Не желая звать прислугу, я сам зажег ночник Бригитты. Я смотрел на этот слабый свет, и мне казалось, что мои мысли так же колеблются в полумраке, как его изменчивые лучи.
Я мог говорить или делать все что угодно, но мысль потерять Бригитту еще ни разу не представлялась мне в отчетливой форме. Я тысячу раз собирался разойтись с ней, но тот, кто любил, знает, что это значит. Это случалось в порыве отчаяния или гнева. До тех пор, пока я знал, что она любит меня, я был уверен и в своей любви к ней. Неизбежность впервые встала между нами. Я ощущал какую-то неопределенную, тупую боль. Сгорбившись, я сидел у алькова, я хотя вся безмерность моего несчастья была ясна мне с первого мгновения, я не испытывал горя. Слабая и испуганная, душа моя словно отступала перед тем, что понимал мой ум. «Итак, — говорил я себе, — это бесспорно. Я сам хотел этого и сделал все своими руками. Сомнения нет, мы больше не можем жить вместе. Я не хочу убить эту женщину, следовательно, я должен с ней расстаться. Это решено, и завтра я уеду». Говоря это себе, я не думал ни о своей вине, ни о прошлом, ни о будущем. В эту минуту я не помнил ни о Смите, ни о ком бы то ни было. Я не смог бы сказать, что привело меня к такому выводу, не смог бы сказать, что я делал в течение целого часа. Я рассматривал стены комнаты, и, кажется, единственная мысль, заботившая меня, была мысль о том, с каким дилижансом я уеду.

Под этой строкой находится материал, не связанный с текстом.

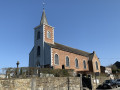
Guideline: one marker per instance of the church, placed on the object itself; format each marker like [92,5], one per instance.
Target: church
[47,53]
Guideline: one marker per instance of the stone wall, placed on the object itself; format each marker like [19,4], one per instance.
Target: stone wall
[50,83]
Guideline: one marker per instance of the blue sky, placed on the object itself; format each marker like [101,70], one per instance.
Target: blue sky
[89,25]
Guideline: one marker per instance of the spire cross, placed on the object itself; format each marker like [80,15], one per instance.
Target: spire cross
[43,4]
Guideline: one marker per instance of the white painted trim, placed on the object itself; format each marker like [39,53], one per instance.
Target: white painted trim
[75,63]
[54,59]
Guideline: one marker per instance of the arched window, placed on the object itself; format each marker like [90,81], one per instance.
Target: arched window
[76,62]
[67,62]
[38,35]
[96,65]
[56,59]
[84,64]
[48,34]
[38,51]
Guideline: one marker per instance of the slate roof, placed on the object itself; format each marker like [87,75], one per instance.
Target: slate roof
[69,49]
[43,19]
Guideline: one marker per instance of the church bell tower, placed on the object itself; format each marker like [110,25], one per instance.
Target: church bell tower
[43,34]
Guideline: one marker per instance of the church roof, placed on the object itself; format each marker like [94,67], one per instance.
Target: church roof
[69,49]
[43,18]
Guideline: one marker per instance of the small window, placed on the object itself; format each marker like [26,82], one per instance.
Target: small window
[76,63]
[56,59]
[48,34]
[67,61]
[96,65]
[38,35]
[84,64]
[38,51]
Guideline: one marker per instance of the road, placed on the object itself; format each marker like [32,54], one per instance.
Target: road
[110,89]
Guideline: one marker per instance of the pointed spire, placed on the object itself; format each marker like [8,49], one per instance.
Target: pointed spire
[43,18]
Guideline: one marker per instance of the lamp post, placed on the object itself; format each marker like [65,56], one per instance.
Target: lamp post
[17,67]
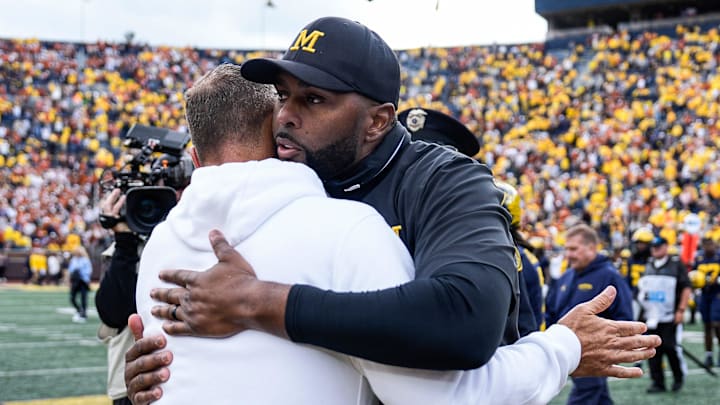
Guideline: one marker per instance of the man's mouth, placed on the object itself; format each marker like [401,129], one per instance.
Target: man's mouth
[286,149]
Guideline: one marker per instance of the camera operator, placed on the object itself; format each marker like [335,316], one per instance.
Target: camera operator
[115,298]
[138,197]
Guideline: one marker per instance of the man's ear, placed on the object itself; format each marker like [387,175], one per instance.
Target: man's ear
[382,120]
[193,155]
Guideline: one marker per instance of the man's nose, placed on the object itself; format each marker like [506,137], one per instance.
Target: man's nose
[287,115]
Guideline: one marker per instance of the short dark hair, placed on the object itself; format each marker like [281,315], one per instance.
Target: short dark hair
[588,234]
[223,104]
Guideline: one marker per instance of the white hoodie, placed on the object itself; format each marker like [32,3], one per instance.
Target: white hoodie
[277,215]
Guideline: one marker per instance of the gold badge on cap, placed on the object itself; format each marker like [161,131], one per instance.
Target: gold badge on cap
[415,120]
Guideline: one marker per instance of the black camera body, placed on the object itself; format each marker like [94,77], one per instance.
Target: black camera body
[148,181]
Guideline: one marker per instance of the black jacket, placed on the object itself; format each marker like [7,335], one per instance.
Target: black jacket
[115,298]
[447,211]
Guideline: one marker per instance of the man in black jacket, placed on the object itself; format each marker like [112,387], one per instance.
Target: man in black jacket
[115,298]
[338,87]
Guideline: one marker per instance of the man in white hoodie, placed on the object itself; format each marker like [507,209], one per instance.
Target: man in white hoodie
[277,213]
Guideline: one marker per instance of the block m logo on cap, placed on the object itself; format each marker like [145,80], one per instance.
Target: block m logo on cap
[307,42]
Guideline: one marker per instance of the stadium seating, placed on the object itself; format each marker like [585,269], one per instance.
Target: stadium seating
[620,130]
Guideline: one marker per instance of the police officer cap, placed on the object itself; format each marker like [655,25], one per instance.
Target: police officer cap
[435,127]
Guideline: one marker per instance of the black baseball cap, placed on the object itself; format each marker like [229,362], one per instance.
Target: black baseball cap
[658,241]
[335,54]
[436,127]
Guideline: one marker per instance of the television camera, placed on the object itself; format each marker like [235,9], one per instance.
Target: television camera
[151,178]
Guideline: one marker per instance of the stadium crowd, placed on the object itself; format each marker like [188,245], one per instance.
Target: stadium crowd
[620,131]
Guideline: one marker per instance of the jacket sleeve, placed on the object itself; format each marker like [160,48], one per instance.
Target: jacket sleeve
[453,315]
[115,299]
[531,371]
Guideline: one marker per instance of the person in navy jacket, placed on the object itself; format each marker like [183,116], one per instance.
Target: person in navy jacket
[588,273]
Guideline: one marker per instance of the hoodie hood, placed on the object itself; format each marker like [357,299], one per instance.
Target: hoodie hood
[237,198]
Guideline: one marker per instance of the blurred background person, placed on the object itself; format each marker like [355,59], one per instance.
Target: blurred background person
[588,273]
[707,268]
[664,291]
[115,297]
[80,269]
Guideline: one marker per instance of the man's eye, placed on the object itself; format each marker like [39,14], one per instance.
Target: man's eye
[313,99]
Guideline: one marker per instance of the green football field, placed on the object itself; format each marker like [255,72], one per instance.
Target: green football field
[46,359]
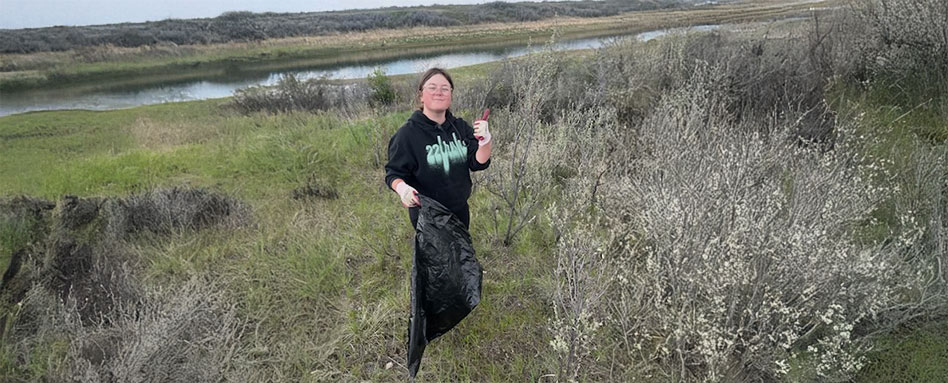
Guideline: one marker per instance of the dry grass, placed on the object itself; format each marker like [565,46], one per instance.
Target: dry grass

Это состояние странного спокойствия длилось довольно долго. Так человек, пораженный ударом кинжала, вначале не ощущает ничего, кроме холода стали; он еще делает несколько шагов по дороге и в недоумении, с помутившимся взглядом, спрашивает себя, что с ним случилось. Но понемногу, капля за каплей, начинает сочиться кровь, рана открывается, давая ей дорогу, земля окрашивается темным пурпуром, приближается смерть. Заслышав ее шаги, человек трепещет от ужаса и падает, сраженный. Так и я, внешне спокойный, чувствовал приближение несчастья. Шепотом повторяя себе слова, сказанные мне Бригиттой, я раскладывал возле ее постели все то, что, как я знал, обычно приготовлялось ей на ночь. Я смотрел на нее, подходил к окну и прижимался лбом к стеклу, глядя в нависшее темное небо, потом снова подходил к кровати. «Уехать завтра», — такова была единственная моя мысль, и вдруг это слово «уехать» дошло до моего сознания.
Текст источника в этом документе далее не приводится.